In this makeover, the main purpose is to draw a map that clearly show the locations of ATM machines of the bank Spar Nord in Denmark. Also show the distribution of ATMs from different ATM manufacturer and the error rate of each machine.
The design of the visualization is two map plot, each shows the location of ATM machines from different manufactory. The position bubble will be colored by the error rate of the ATM machine.
sketch
In order to make user more clearly to see the location of the machines, I will use the package tmap to build a interactive map, which could make user easily zoom in or zoom out to see the overall condition or see a specific region of denmark.
packages = c('sf', 'tmap', 'tidyverse')
for (p in packages){
if(!require(p, character.only = T)){
install.packages(p)
}
library(p,character.only = T)
}
Data can be read from two csv files and use rbind function to get the full dataset.
data1 = read_csv("/Users/vickywei/smu/visual/open_dataset/atm_data_part1.csv")
data2 = read_csv("/Users/vickywei/smu/visual/open_dataset/atm_data_part2.csv")
data = rbind(data1, data2)
In order to calculate the machine error rate from message code (transactions with error message indicate that there is a error, if not, then NA), first transformm message code to 1 and 0 and save to a new column named error. If message_code is NA, then error equals to 0, else error equals to 1. And calculate the error rate for each machine using group_by function as below. Select columns that may used in further analysis and also check and remove the duplicated rows. Sort the data by atm_id.
data <- within(data,
error<- ifelse(!is.na(message_code),1,0)
)
data <- data %>%
group_by(atm_id,atm_manufacturer,atm_location,atm_streetname,atm_lat,atm_lon) %>% #do calculations by siteID
mutate(error_rate = sum(error) /length(error) * 100)

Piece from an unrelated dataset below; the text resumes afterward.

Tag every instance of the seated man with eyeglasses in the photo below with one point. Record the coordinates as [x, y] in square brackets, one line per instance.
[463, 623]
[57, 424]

data <- data[c("atm_id","atm_manufacturer","atm_location","atm_streetname","atm_street_number","atm_zipcode","atm_lat","atm_lon","card_type","error_rate")]
data <-unique(data)
data<-data[with(data, order(atm_id)),]
Converts data into a simple feature data frame by using st_as_sf() of sf packages. Set crs equals to 1149 to tranform the coordinates of the machine position. Set tmap mode to interactive viewing.Error_rate variable is used as the colour attribute variable and atm_manufacturer variable is used to divide out two maps indicate each manufacturer seperately. Also set sync equals to true to make the two plot with synchronised zoom and pan settings.
data_sf <- st_as_sf(data, coords = c("atm_lon","atm_lat"),crs=1149)
tmap_mode("view")
tm_shape(data_sf)+
tm_bubbles(col = "error_rate",
size =1,
alpha = 1,
border.col = "darkgray",
border.lwd = 0.4)+
tm_facets(by= "atm_manufacturer",
nrow = 1,
sync = TRUE)
In this plot, we could see that bank Spar Nord has more ATM machines located on the north of Denmark and near Aalborg the ATM machine dense is highest. ATM machines of Spar Nord are produced by two manufacturer and Spar Nord has more ATM machines produced by NCR than Diebold Nixdorf. Overall, the error rate of the ATM machines of Spar Nord is low, but certain ATM machines have a relatively high error rate, for example, machine number 82 and 79, both are produced by NCR.